Indicative present forms:
- minä esittelen – I present
- sinä esittelet – you present
- hän esittelee – he/she presents
- me esittelemme – we present
- te esittelette – you (pl.) present
- he esittelevät – they present
So esittelee is just the hän (he/she) form of esitellä in the present.
Yes.
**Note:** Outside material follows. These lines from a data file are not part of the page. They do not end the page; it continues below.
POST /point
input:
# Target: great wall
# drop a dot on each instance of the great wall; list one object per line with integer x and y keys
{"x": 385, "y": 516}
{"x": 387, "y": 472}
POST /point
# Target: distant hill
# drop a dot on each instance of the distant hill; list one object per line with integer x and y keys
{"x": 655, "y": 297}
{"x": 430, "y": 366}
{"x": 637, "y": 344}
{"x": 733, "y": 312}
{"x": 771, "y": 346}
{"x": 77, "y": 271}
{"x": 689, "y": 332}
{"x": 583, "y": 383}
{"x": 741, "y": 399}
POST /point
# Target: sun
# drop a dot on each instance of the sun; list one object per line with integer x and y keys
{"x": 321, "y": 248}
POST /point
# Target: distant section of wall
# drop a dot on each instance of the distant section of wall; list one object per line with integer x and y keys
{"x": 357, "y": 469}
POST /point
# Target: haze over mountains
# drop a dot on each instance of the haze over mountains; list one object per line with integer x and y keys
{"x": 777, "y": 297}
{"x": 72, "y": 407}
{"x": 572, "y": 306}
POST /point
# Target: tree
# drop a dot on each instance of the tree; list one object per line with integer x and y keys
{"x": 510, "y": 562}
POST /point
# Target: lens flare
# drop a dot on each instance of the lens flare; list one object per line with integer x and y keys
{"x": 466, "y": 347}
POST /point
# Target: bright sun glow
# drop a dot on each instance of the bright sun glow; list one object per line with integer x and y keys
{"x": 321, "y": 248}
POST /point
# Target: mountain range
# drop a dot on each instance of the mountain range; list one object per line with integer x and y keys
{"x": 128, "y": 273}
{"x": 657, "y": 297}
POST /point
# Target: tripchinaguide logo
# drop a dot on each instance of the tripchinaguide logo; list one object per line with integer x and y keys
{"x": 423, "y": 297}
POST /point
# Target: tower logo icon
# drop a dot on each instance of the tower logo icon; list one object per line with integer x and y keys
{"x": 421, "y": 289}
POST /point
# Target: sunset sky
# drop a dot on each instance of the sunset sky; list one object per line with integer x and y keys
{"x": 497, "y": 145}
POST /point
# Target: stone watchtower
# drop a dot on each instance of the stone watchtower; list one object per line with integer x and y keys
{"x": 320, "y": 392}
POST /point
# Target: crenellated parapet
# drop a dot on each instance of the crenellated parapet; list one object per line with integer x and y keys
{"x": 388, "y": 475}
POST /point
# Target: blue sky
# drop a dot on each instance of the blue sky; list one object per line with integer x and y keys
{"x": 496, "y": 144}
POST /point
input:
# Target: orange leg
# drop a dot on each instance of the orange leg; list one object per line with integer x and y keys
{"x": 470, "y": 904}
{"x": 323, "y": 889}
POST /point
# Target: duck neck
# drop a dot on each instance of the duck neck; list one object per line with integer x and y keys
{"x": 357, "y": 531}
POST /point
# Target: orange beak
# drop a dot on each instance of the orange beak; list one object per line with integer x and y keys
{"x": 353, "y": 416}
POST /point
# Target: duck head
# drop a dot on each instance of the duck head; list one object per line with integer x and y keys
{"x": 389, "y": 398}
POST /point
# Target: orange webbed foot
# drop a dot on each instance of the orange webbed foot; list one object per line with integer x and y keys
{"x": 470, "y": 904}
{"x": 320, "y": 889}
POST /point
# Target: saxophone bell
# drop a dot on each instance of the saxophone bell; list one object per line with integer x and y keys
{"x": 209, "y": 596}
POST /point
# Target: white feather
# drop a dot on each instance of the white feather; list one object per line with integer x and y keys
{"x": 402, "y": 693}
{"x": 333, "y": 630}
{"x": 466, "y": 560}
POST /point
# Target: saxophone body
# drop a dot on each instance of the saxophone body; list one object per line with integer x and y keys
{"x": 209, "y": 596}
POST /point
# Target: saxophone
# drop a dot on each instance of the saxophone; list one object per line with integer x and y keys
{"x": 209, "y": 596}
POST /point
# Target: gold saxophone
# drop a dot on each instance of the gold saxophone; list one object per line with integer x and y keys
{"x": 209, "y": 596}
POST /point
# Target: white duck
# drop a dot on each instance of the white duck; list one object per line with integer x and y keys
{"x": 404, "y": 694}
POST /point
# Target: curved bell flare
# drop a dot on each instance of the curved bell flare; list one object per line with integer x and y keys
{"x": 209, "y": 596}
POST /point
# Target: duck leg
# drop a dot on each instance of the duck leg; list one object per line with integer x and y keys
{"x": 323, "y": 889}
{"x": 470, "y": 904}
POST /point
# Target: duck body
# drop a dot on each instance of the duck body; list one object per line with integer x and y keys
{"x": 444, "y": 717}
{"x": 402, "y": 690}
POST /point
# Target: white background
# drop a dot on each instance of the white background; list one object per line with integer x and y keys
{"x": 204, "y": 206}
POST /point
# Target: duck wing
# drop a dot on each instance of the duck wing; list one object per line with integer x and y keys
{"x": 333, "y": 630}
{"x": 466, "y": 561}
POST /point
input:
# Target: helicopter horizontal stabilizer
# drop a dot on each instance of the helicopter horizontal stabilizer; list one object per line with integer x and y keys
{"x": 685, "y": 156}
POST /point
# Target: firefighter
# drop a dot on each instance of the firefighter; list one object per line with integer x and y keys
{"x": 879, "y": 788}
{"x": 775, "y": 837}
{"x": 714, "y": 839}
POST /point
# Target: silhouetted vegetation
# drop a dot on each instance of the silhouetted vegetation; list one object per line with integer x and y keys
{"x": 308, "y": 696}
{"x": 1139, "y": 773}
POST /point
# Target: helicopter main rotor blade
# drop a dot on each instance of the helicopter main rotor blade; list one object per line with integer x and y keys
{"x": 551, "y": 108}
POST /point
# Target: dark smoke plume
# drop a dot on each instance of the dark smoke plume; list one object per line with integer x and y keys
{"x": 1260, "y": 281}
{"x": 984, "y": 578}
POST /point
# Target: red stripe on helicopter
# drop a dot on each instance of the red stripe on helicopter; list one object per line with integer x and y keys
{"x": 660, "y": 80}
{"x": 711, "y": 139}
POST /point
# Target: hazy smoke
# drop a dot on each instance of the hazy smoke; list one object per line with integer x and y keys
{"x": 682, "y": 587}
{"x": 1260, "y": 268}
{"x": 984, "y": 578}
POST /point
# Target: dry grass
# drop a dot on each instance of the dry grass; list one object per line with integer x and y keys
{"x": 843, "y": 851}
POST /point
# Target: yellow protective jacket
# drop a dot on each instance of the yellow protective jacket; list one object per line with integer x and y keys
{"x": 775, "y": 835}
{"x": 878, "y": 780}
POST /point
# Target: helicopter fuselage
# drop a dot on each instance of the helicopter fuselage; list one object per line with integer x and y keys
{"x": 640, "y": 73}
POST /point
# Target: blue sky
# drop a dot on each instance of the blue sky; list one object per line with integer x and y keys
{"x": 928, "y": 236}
Finnish word order is more flexible than English, especially with adverbials like time expressions.
All of these are grammatically fine:
- Opettaja esittelee kurssin alussa aikataulun.
- Opettaja esittelee aikataulun kurssin alussa.
- Kurssin alussa opettaja esittelee aikataulun.
They all mean roughly the same thing, but the information structure / emphasis can shift slightly:
Sentence-initial Kurssin alussa highlights when something happens:
→ At the beginning of the course, the teacher presents the schedule.Ending with kurssin alussa can leave the time phrase as an “afterthought”:
→ The teacher presents the schedule, at the beginning of the course.
In neutral, textbook-style Finnish, 1 or 3 are very typical. Finnish doesn’t rely on word order to mark subject vs object as strongly as English does; case endings carry that load.
Opettaja (teacher) is the subject of the sentence, so it appears in the nominative case (the “dictionary form”):
- Opettaja – (a/the) teacher
- esittelee – presents
- aikataulun – the schedule (object, in genitive/accusative)
In a simple active sentence:
[Subject in nominative] + [verb] + [object in object case]
So:
- Opettaja = subject → nominative
- aikataulun = object → genitive/accusative (total object)
You can use the same pattern [genitive] + [local case], but with loppu (end) instead of alku (beginning):
- kurssin lopussa – at the end of the course
(literally “in the end of the course”)
So you’d get:
- Opettaja esittelee kurssin lopussa aikataulun.
→ The teacher presents the schedule at the end of the course.
(odd in meaning here, but grammatically parallel)
Other common variants with kurssi:
- kurssin lopussa – at the end of the course
- kurssin lopulla – toward the end of the course (adessive nuance)
In Finnish, stress is almost always on the first syllable of each word.
Approximate breakdown (stressed syllables in CAPS):
- O-pet-ta-ja → O-pet-ta-ya
- e-sit-te-lee → E-sit-te-lee
- kurs-sin → KURS-sin
- a-lus-sa → A-lus-sa
- ai-ka-tau-lun → AI-ka-tau-lun
Other points:
- Double consonants (tt, ss, kk, ll, etc.) are held longer than single ones.
- opettaja: the tt is longer than in English “pet.”
- kurssin: ss is long.
- Vowels are pronounced clearly and not reduced like in English.
- aikataulun: all three a are clearly [a], not “uh”.
A rough, hyphenated English-style approximation:
- OP-et-ta-ya EH-sit-te-ley KURS-sin AH-lus-sa AI-ka-tow-lun
(but native-like pronunciation requires listening to Finnish speakers).